PageRank Algorithm
PageRank measures the importance of each vertex in a graph. PageRank was started by Google's founders, who used the theory that the most important pages on the Internet are the pages with the most links leading to them. PageRank also looks at the importance of a page leading to the target page. So, if a given web page has incoming links from higher rank pages, it will be ranked higher.
Apache Spark GraphX PageRank
GraphX includes a number of built-in algorithms to leverage.
PageRank is one of the more popular ones popularized by the Google Search Engine and created by Larry Page.
GraphX also includes an example social network dataset that we can run PageRank on. A set of users is given indata/graphx/users.txt
, and a set of relationships between users is given in data/graphx/followers.txt
. We compute the PageRank of each user as follows:
1) Let's we have the following users (data/graphx/users.txt
):
1,BarackObama,Barack Obama
2,ladygaga,Goddess of Love
3,jeresig,John Resig
4,justinbieber,Justin Bieber
6,matei_zaharia,Matei Zaharia
7,odersky,Martin Odersky
8,anonsys
2) And the following relationships between users (data/graphx/followers.txt
):
2 1
4 1
1 2
6 3
7 3
7 6
6 7
3 7
3) So the source code of Spark's GraphX PageRank:
import org.apache.log4j.Logger
import org.apache.log4j.Level
import org.apache.spark.graphx.GraphLoader
import org.apache.spark.{SparkConf, SparkContext}
object PageRank {
def main(args: Array[String]): Unit = {
Logger.getLogger("org").setLevel(Level.OFF)

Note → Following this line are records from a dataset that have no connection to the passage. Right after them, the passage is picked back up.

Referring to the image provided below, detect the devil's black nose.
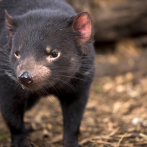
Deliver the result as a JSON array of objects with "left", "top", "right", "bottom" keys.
[{"left": 18, "top": 71, "right": 33, "bottom": 86}]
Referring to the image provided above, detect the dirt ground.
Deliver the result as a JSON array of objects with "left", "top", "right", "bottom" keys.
[{"left": 0, "top": 40, "right": 147, "bottom": 147}]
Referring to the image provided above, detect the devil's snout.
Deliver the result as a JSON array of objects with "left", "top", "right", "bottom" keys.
[{"left": 18, "top": 71, "right": 33, "bottom": 87}]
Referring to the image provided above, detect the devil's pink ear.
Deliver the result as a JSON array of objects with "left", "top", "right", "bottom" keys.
[
  {"left": 72, "top": 12, "right": 92, "bottom": 43},
  {"left": 5, "top": 10, "right": 15, "bottom": 36}
]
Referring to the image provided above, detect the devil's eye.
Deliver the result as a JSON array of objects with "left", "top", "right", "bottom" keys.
[
  {"left": 51, "top": 52, "right": 58, "bottom": 58},
  {"left": 14, "top": 51, "right": 20, "bottom": 58}
]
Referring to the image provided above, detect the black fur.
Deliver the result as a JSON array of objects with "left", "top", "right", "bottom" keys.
[{"left": 0, "top": 0, "right": 95, "bottom": 147}]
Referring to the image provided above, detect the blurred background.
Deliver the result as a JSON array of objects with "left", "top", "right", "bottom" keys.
[{"left": 0, "top": 0, "right": 147, "bottom": 147}]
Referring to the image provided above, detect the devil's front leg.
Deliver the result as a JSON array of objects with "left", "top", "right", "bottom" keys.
[
  {"left": 60, "top": 88, "right": 89, "bottom": 147},
  {"left": 0, "top": 93, "right": 30, "bottom": 147}
]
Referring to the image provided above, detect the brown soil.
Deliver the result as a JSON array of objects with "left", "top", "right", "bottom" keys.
[{"left": 0, "top": 40, "right": 147, "bottom": 147}]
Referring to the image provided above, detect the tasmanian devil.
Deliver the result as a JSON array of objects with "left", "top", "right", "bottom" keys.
[{"left": 0, "top": 0, "right": 95, "bottom": 147}]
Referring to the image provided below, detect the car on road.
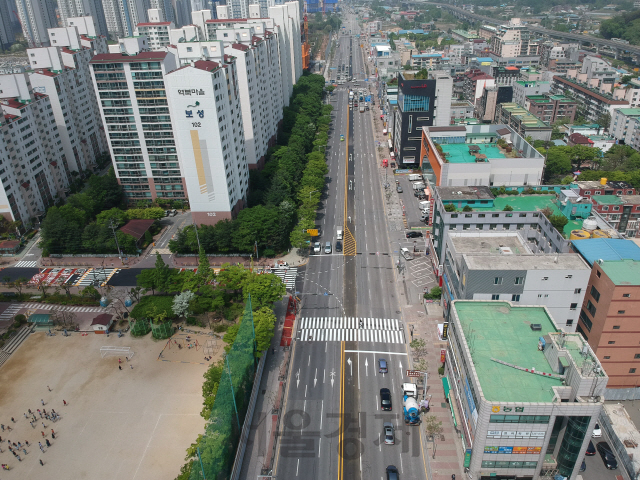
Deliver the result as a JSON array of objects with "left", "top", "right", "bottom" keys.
[
  {"left": 596, "top": 442, "right": 618, "bottom": 470},
  {"left": 383, "top": 422, "right": 396, "bottom": 445},
  {"left": 378, "top": 358, "right": 389, "bottom": 373},
  {"left": 591, "top": 423, "right": 602, "bottom": 438},
  {"left": 387, "top": 465, "right": 400, "bottom": 480},
  {"left": 380, "top": 388, "right": 392, "bottom": 412}
]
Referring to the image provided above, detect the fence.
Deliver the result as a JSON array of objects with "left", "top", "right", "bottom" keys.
[{"left": 190, "top": 297, "right": 256, "bottom": 480}]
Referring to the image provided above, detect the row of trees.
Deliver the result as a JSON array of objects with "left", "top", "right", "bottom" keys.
[{"left": 169, "top": 75, "right": 333, "bottom": 256}]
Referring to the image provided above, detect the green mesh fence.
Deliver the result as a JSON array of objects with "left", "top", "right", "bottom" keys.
[
  {"left": 151, "top": 322, "right": 173, "bottom": 340},
  {"left": 131, "top": 319, "right": 151, "bottom": 337},
  {"left": 191, "top": 297, "right": 256, "bottom": 480}
]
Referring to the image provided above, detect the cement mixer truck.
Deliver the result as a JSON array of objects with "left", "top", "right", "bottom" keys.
[{"left": 402, "top": 383, "right": 420, "bottom": 425}]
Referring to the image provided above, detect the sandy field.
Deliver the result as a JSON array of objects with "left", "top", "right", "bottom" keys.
[{"left": 0, "top": 333, "right": 222, "bottom": 480}]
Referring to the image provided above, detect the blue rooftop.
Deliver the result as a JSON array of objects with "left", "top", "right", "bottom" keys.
[{"left": 572, "top": 238, "right": 640, "bottom": 265}]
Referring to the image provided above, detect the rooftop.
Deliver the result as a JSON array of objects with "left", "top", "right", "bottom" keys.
[
  {"left": 452, "top": 300, "right": 562, "bottom": 403},
  {"left": 600, "top": 259, "right": 640, "bottom": 285}
]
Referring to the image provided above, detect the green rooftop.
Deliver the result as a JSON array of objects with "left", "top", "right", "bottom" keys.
[
  {"left": 453, "top": 300, "right": 562, "bottom": 402},
  {"left": 600, "top": 260, "right": 640, "bottom": 285},
  {"left": 591, "top": 195, "right": 622, "bottom": 205},
  {"left": 473, "top": 195, "right": 580, "bottom": 238}
]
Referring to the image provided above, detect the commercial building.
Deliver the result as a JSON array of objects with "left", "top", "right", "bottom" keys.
[
  {"left": 495, "top": 103, "right": 552, "bottom": 141},
  {"left": 57, "top": 0, "right": 109, "bottom": 37},
  {"left": 420, "top": 125, "right": 544, "bottom": 187},
  {"left": 392, "top": 74, "right": 453, "bottom": 168},
  {"left": 16, "top": 0, "right": 58, "bottom": 47},
  {"left": 165, "top": 59, "right": 249, "bottom": 225},
  {"left": 0, "top": 73, "right": 70, "bottom": 228},
  {"left": 443, "top": 300, "right": 609, "bottom": 480},
  {"left": 441, "top": 231, "right": 591, "bottom": 332},
  {"left": 27, "top": 23, "right": 109, "bottom": 176},
  {"left": 551, "top": 75, "right": 629, "bottom": 122},
  {"left": 578, "top": 258, "right": 640, "bottom": 389},
  {"left": 525, "top": 95, "right": 578, "bottom": 123}
]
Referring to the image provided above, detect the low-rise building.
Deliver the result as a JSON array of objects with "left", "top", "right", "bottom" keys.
[
  {"left": 443, "top": 300, "right": 609, "bottom": 479},
  {"left": 495, "top": 103, "right": 553, "bottom": 141},
  {"left": 441, "top": 231, "right": 591, "bottom": 332}
]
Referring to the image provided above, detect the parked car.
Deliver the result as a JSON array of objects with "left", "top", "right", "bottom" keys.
[
  {"left": 383, "top": 422, "right": 396, "bottom": 445},
  {"left": 591, "top": 423, "right": 602, "bottom": 438},
  {"left": 380, "top": 388, "right": 392, "bottom": 412},
  {"left": 378, "top": 358, "right": 389, "bottom": 373},
  {"left": 596, "top": 442, "right": 618, "bottom": 470}
]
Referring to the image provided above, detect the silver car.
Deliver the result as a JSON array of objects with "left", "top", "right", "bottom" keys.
[{"left": 383, "top": 422, "right": 396, "bottom": 445}]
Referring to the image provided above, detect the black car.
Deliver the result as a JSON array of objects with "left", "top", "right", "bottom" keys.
[
  {"left": 596, "top": 442, "right": 618, "bottom": 470},
  {"left": 380, "top": 388, "right": 391, "bottom": 412}
]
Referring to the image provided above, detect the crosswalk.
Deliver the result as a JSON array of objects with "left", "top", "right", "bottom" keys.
[
  {"left": 14, "top": 260, "right": 38, "bottom": 268},
  {"left": 271, "top": 267, "right": 298, "bottom": 290},
  {"left": 298, "top": 317, "right": 405, "bottom": 343},
  {"left": 75, "top": 268, "right": 118, "bottom": 287}
]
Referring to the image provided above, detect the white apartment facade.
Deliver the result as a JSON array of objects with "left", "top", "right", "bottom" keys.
[
  {"left": 27, "top": 27, "right": 108, "bottom": 175},
  {"left": 165, "top": 57, "right": 249, "bottom": 225},
  {"left": 0, "top": 73, "right": 69, "bottom": 226},
  {"left": 90, "top": 51, "right": 181, "bottom": 202},
  {"left": 16, "top": 0, "right": 58, "bottom": 47}
]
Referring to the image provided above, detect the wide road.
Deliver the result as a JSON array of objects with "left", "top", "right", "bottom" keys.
[{"left": 273, "top": 10, "right": 426, "bottom": 480}]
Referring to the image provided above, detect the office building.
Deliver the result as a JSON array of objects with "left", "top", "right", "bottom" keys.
[
  {"left": 164, "top": 59, "right": 249, "bottom": 225},
  {"left": 441, "top": 231, "right": 591, "bottom": 332},
  {"left": 392, "top": 74, "right": 453, "bottom": 168},
  {"left": 443, "top": 300, "right": 609, "bottom": 479},
  {"left": 57, "top": 0, "right": 109, "bottom": 37},
  {"left": 0, "top": 73, "right": 70, "bottom": 228},
  {"left": 420, "top": 125, "right": 544, "bottom": 187},
  {"left": 27, "top": 23, "right": 109, "bottom": 175},
  {"left": 16, "top": 0, "right": 58, "bottom": 47},
  {"left": 90, "top": 51, "right": 178, "bottom": 203}
]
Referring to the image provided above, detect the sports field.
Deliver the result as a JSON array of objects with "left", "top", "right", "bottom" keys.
[{"left": 0, "top": 333, "right": 214, "bottom": 480}]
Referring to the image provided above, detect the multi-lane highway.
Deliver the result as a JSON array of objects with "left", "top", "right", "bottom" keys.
[{"left": 273, "top": 10, "right": 426, "bottom": 480}]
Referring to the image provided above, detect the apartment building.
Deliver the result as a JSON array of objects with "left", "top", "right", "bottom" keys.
[
  {"left": 495, "top": 103, "right": 552, "bottom": 141},
  {"left": 443, "top": 300, "right": 612, "bottom": 479},
  {"left": 27, "top": 27, "right": 109, "bottom": 175},
  {"left": 392, "top": 74, "right": 453, "bottom": 168},
  {"left": 90, "top": 51, "right": 178, "bottom": 203},
  {"left": 578, "top": 258, "right": 640, "bottom": 391},
  {"left": 165, "top": 59, "right": 249, "bottom": 225},
  {"left": 16, "top": 0, "right": 58, "bottom": 47},
  {"left": 133, "top": 8, "right": 176, "bottom": 50},
  {"left": 0, "top": 73, "right": 69, "bottom": 227},
  {"left": 441, "top": 231, "right": 591, "bottom": 332},
  {"left": 525, "top": 95, "right": 578, "bottom": 123}
]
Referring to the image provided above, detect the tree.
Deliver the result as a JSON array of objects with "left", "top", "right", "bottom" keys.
[
  {"left": 253, "top": 307, "right": 277, "bottom": 357},
  {"left": 172, "top": 290, "right": 196, "bottom": 318},
  {"left": 424, "top": 415, "right": 443, "bottom": 458}
]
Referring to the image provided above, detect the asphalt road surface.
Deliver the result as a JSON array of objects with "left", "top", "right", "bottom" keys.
[{"left": 273, "top": 15, "right": 426, "bottom": 480}]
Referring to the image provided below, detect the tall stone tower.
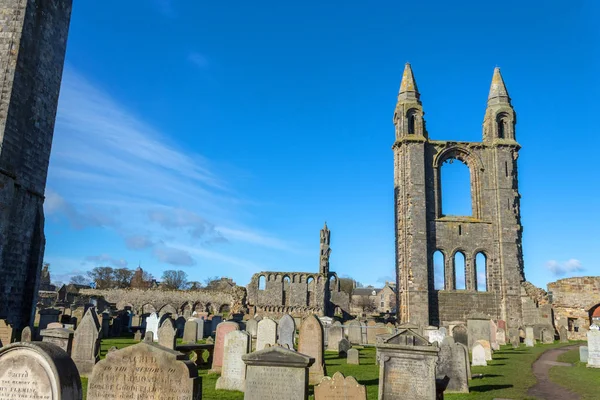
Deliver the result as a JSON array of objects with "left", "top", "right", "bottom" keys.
[
  {"left": 393, "top": 64, "right": 525, "bottom": 327},
  {"left": 0, "top": 0, "right": 72, "bottom": 336},
  {"left": 319, "top": 222, "right": 331, "bottom": 276}
]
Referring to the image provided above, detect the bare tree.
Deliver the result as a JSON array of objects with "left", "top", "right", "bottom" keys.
[
  {"left": 162, "top": 270, "right": 187, "bottom": 290},
  {"left": 69, "top": 275, "right": 90, "bottom": 285},
  {"left": 87, "top": 267, "right": 115, "bottom": 289}
]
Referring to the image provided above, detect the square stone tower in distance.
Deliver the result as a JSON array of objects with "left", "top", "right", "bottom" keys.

Logger.getLogger("akka").setLevel(Level.OFF)
val followers_data = args(0)
val users_data = args(1)
val conf = new SparkConf()
.setAppName("SparkGraphX")
.set("spark.executor.memory", "2g")
.setMaster("local[*]")
val sc = new SparkContext(conf)
// Load the edges as a graph
val graph = GraphLoader.edgeListFile(sc, followers_data)
graph.triplets.foreach(println)
// Run PageRank
val ranks = graph.pageRank(0.0001).vertices
// Join the ranks with the usernames
val users = sc.textFile(users_data).map { line =>
val fields = line.split(",")
(fields(0).toLong, fields(1))
}
val ranksByUsername = users.join(ranks).map {
case (id, (username, rank)) => (username, rank)
}
// Print the result
println(ranksByUsername.collect().mkString("\n"))
}
}
And result will be:
(justinbieber,0.15)
(matei_zaharia,0.7013599933629602)
(ladygaga,1.390049198216498)
(BarackObama,1.4588814096664682)
(jeresig,0.9993442038507723)
(odersky,1.2973176314422592)